Fed Chair Jerome Powell is waiting for further evidence of slowing inflation before considering a key interest rate cut, expected to occur in mid-September. The decrease in the benchmark rate tends to lower borrowing costs for consumers and businesses, with mortgage rates already declining in anticipation. Raphael Bostic of the Fed’s Atlanta branch has indicated that a rate cut is forthcoming, pending more data confirmation.
In the past two years, inflation has eased due to repaired global supply chains, cooling rental costs, and slowed auto sales attributed to higher interest rates. Consumers, especially lower-income individuals, are increasingly price-sensitive, leading companies to restrain price hikes or offer lower prices. Despite some service costs rising sharply, such as auto insurance and health care, economists foresee these costs growing more slowly over time.
The Fed is closely monitoring the job market as inflation declines, aiming to maintain price stability and maximum employment, as mandated by Congress. Recent reports showed a slower hiring rate in July, causing the unemployment rate to rise for the fourth consecutive month to 4.3%. Analysts now anticipate three quarter-point rate cuts at the Fed’s upcoming meetings to address the 23-year high benchmark rate of 5.3%.
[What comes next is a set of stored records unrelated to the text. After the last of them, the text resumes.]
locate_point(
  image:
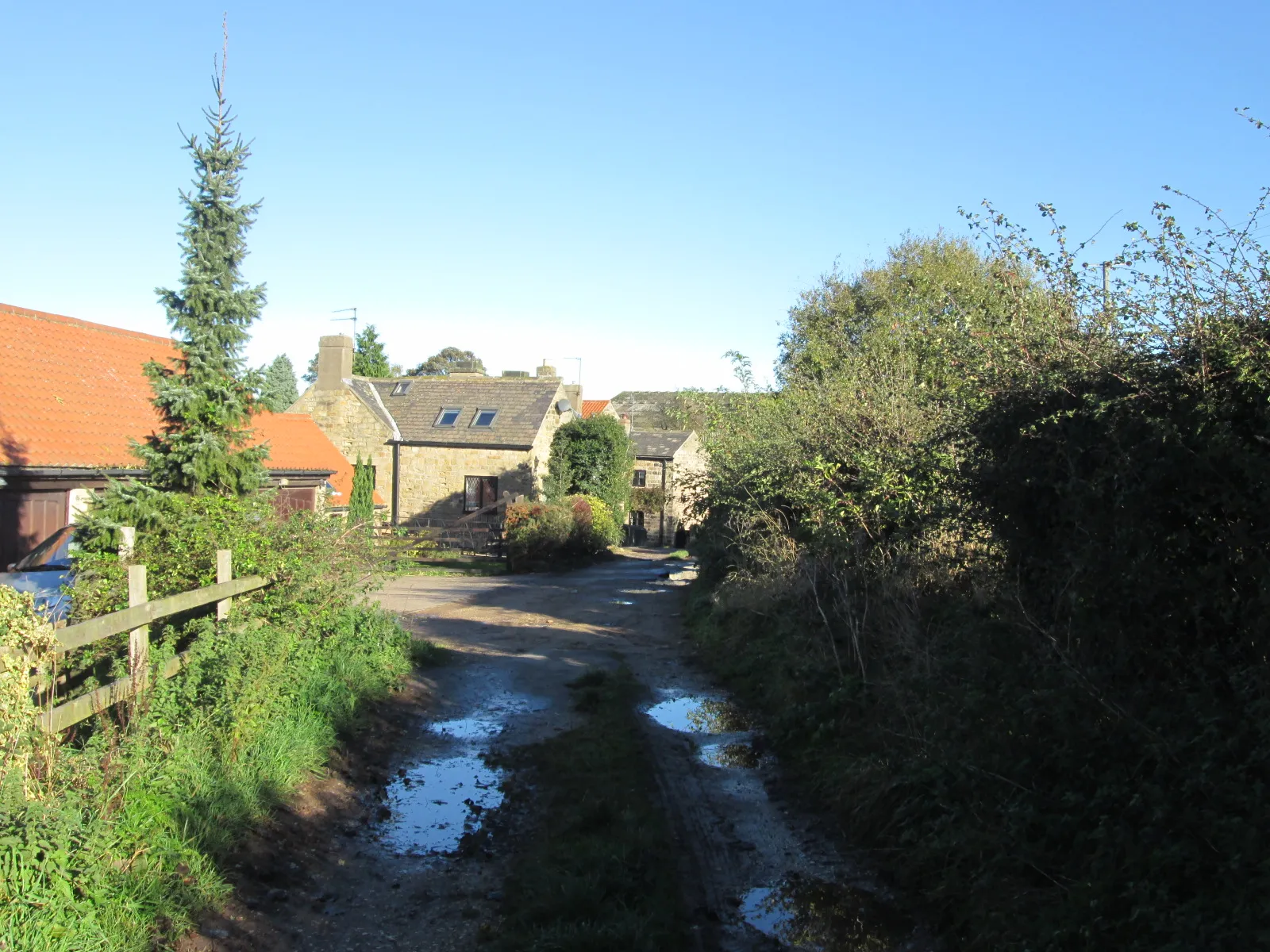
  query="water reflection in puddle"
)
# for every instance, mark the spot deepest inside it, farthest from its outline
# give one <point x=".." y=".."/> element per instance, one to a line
<point x="822" y="916"/>
<point x="737" y="754"/>
<point x="432" y="805"/>
<point x="437" y="803"/>
<point x="698" y="715"/>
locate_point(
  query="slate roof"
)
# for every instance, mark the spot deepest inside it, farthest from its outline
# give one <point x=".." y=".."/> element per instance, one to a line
<point x="73" y="393"/>
<point x="522" y="404"/>
<point x="660" y="444"/>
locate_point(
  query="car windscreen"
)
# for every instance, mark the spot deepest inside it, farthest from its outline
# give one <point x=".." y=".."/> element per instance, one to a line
<point x="54" y="552"/>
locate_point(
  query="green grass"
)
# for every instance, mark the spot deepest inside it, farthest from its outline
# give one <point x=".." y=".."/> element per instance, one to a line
<point x="442" y="562"/>
<point x="598" y="869"/>
<point x="124" y="848"/>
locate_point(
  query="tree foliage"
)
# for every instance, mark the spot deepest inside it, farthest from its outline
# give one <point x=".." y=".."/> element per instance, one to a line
<point x="444" y="361"/>
<point x="994" y="556"/>
<point x="370" y="359"/>
<point x="361" y="499"/>
<point x="592" y="457"/>
<point x="207" y="397"/>
<point x="279" y="390"/>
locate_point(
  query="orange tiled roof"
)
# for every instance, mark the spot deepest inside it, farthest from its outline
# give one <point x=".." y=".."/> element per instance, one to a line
<point x="298" y="443"/>
<point x="73" y="393"/>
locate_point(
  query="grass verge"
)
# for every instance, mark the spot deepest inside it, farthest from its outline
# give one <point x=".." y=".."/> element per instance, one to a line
<point x="597" y="873"/>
However, the rise in the unemployment rate is primarily due to an influx of job-seekers, including new immigrants, who are still looking for work and classified as unemployed. This influx is viewed more positively than if it resulted from increased layoffs. Despite this, measures of job cuts remain low. Retail sales data expected to be released on Thursday will provide insights into consumer spending trends, which could impact businesses’ hiring decisions.